Africa’s Food Processing Businesses and a Looming Food Security Crisis
Food processors are an essential part of the food system in Africa, providing safe, shelf-stable food to consumers and a reliable market for millions of smallholder farmers. But they are currently facing unprecedented challenges because of the COVID-19 pandemic. We talked to Brent Wibberley, TechnoServe’s director of food processing and nutrition, to learn how the food system in Africa is changing and what TechnoServe is doing to help food processors adapt.
The number of people experiencing acute hunger around the world is expected to nearly double by the end of 2020 due to the impact of the coronavirus pandemic. Food processors will be an increasingly important part of tackling this challenge. TechnoServe is working to support these processors to ensure that they are able to continue purchasing crops from farmers, creating jobs, and providing high-quality, nutritious food for consumers.
How has the food system in Africa changed in response to COVID-19?
The food system has seen dramatic changes in just a short amount of time because of the pandemic. The greatest initial disruption happened at the sales end, leading to knock-on effects throughout the entire food system. The service market has seen closures in the hospitality industry, such as hotels and restaurants. This has impacted the market for products like fresh milk. At the same time, consumer behavior has shifted, with increased demand for shelf-stable foods that store well and can be prepared at home. Not only are markets more volatile now, but efforts to adapt are being hampered by lockdowns, curfews, and restrictions on movement. Moreover, the majority of Africa’s population is still reliant on informal markets and traders — a system hit hard by these restrictions.
Why is the work of food processors so important, especially right now?
Food processors are a vital link in value chains — providing markets for farm products and converting them into safe, packaged food that can be accessed by consumers. Food processors are also an essential step in the effort to improve nutrition. They are a natural bottleneck in the supply chain to remove contaminants and increase nutrition levels. This is especially important right now through the fortification of staple foods. As the economic effects of the pandemic worsen, we are likely to see less diversification in diets, and shoppers will favor the most amount of calories for their money. Ensuring staples are fortified with essential vitamins and minerals will go a long way in reducing micronutrient deficiency. Maintaining the flow of healthy, safe, shelf-stable, and transportable food is critical right now.
What are the biggest challenges food processors are facing?
Processors are facing many challenges, starting with volatility in the marketplace. Many markets are closed, while others are seeing significant spikes and troughs because of rapid shifts in consumer behavior.

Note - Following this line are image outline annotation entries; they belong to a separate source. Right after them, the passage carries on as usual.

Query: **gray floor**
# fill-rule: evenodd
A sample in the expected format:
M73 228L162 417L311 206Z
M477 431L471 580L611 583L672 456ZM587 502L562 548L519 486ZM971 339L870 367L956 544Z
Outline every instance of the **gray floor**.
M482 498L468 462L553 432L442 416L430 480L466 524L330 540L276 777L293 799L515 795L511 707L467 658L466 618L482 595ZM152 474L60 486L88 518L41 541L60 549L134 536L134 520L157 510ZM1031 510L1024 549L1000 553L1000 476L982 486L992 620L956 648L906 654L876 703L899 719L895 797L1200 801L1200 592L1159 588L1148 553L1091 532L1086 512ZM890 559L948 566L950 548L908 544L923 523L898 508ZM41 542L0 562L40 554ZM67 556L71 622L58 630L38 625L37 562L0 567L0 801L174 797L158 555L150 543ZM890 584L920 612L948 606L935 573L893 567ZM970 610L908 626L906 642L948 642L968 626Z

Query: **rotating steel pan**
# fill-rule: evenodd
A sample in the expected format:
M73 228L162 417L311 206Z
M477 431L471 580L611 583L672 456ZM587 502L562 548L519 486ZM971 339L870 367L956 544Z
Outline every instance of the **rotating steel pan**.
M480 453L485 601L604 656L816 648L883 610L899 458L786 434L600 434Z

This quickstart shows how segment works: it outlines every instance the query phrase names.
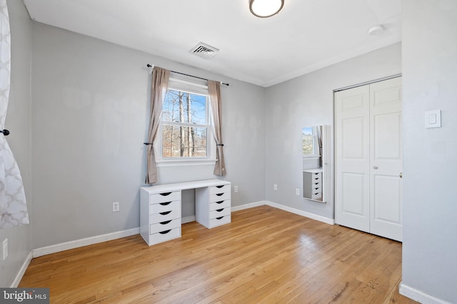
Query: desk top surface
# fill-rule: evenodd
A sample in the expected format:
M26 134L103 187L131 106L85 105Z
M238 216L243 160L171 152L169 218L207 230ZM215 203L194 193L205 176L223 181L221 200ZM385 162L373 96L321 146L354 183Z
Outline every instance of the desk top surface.
M149 187L142 187L141 189L149 192L150 194L154 194L169 191L186 190L188 189L220 186L222 184L231 184L231 182L221 179L205 179L201 181L186 182L174 184L163 184Z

For example, one of the dairies we support in Kenya is producing less than 15% of its usual volumes of fresh milk because of reduced demand. Those lucky enough to have the equipment to process shelf-stable long-life UHT milk, on the other hand, are producing and selling to capacity.

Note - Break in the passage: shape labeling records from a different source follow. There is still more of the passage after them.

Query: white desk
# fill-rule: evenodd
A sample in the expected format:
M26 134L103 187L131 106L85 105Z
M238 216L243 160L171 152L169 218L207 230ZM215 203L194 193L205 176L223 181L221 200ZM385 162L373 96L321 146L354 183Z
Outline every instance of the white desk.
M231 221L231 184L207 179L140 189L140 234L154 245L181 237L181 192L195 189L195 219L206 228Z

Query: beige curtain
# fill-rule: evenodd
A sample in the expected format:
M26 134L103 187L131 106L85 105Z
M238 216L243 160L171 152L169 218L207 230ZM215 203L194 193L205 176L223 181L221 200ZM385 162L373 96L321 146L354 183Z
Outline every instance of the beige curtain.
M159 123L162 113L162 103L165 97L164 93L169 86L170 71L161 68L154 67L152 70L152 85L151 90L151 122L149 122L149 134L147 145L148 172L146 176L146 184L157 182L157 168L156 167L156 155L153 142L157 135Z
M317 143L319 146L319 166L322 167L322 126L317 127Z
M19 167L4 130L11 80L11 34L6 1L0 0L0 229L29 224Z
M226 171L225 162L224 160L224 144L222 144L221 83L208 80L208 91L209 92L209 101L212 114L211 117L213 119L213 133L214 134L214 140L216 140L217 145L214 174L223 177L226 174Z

The changing markets and consumer behavior put a huge strain on processor operations and cash flow, making it difficult to restock and remain operational. Initially, at least, the larger companies are faring better because they have more storage facilities, greater financial security, and their own transportation. However, for businesses that need to pivot quickly, smaller companies are often more nimble.
Surges in some products are putting a strain on the supply of raw materials, hampered further by lockdowns and delivery issues. Even though global oil prices may be decreasing, the price of transport has increased and many traders don’t want to either expose themselves or deal with the hassle of roadblocks and curfews. Increasing operating costs, often coupled with delayed payment terms, has left many companies struggling for working capital.

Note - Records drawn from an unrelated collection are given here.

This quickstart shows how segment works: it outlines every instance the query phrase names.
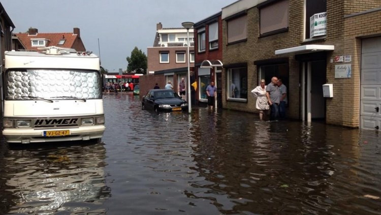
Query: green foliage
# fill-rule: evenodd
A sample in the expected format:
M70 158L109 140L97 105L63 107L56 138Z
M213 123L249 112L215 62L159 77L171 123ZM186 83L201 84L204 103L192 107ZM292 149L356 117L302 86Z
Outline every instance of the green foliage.
M101 66L100 70L101 70L101 74L106 74L109 72L109 70L108 69L104 68L103 67L102 67L102 66Z
M147 73L147 56L141 49L135 48L131 52L131 56L126 58L129 63L127 71L129 72L146 74Z

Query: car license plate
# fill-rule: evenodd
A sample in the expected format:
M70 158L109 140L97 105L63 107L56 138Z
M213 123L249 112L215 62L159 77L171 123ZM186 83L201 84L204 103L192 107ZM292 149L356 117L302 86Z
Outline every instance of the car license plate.
M69 130L63 131L45 131L44 132L44 137L61 137L70 135Z

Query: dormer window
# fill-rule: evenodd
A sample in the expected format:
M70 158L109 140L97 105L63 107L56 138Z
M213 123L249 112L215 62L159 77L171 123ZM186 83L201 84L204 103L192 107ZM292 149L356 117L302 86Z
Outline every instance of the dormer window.
M46 46L46 41L45 40L33 40L31 41L32 46Z
M65 40L65 39L59 40L59 41L58 41L58 43L57 45L61 46L65 43L65 41L66 41L66 40Z

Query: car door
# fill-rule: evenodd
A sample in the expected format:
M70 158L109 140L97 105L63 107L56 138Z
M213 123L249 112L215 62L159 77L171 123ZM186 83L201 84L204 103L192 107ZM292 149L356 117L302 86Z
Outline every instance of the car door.
M153 103L154 102L153 92L150 91L148 95L146 96L145 99L146 99L146 102L144 105L146 106L146 109L147 110L153 110Z

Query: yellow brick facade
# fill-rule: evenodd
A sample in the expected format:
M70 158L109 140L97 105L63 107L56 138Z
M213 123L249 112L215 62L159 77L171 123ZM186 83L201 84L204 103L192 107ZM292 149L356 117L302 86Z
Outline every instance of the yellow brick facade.
M223 62L224 65L245 63L247 65L249 93L247 103L227 100L226 90L223 90L223 104L225 108L256 112L255 99L250 90L258 85L258 68L256 60L288 57L290 118L301 119L300 77L302 63L295 59L295 54L277 56L276 50L307 44L333 45L335 50L327 52L327 83L334 85L334 97L326 100L326 121L330 124L353 128L359 126L361 43L362 37L381 34L381 11L375 11L355 16L354 13L381 7L379 0L327 1L327 35L318 40L304 40L304 1L289 0L289 29L283 32L261 37L260 10L252 7L246 10L247 41L228 45L227 22L223 21ZM374 9L373 9L374 10ZM335 65L331 63L335 56L352 55L352 76L335 78ZM223 85L227 86L225 68L223 72Z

Processors also face their own workforce challenges caused by the pandemic. Companies are at huge risk of being shut down for a mandatory quarantine period if any staff become infected. Businesses have had to figure out how to maintain operations while incorporating new guidelines on hygiene and physical distancing.
What is TechnoServe doing to help?
TechnoServe has worked with over 1,500 food companies across Africa. One of the first steps we took was to reach out to many of them to understand their challenges, identify lessons, and see how best we can support them. As part of our research and learning, we surveyed 106 food processors across eight African countries and have used this information to develop a report on challenges and responses for Africa’s food processors during COVID-19.
Many processors are coming up with innovative ways to continue their business. TechnoServe is supporting these businesses, helping companies develop risk and contingency strategies, put in place new protocols to mitigate the effects of the virus, and help those forced to pivot amidst a changing market.
We continue to offer processors remote assistance, supported by our long-standing partnership with Partners in Food Solutions (PFS), benefitting from a tried and tested remote delivery model that harnesses the technical expertise of volunteer experts across six leading global food companies. Working with PFS, we are developing digital training material and offering a “hotline” to help processors with virus-related challenges.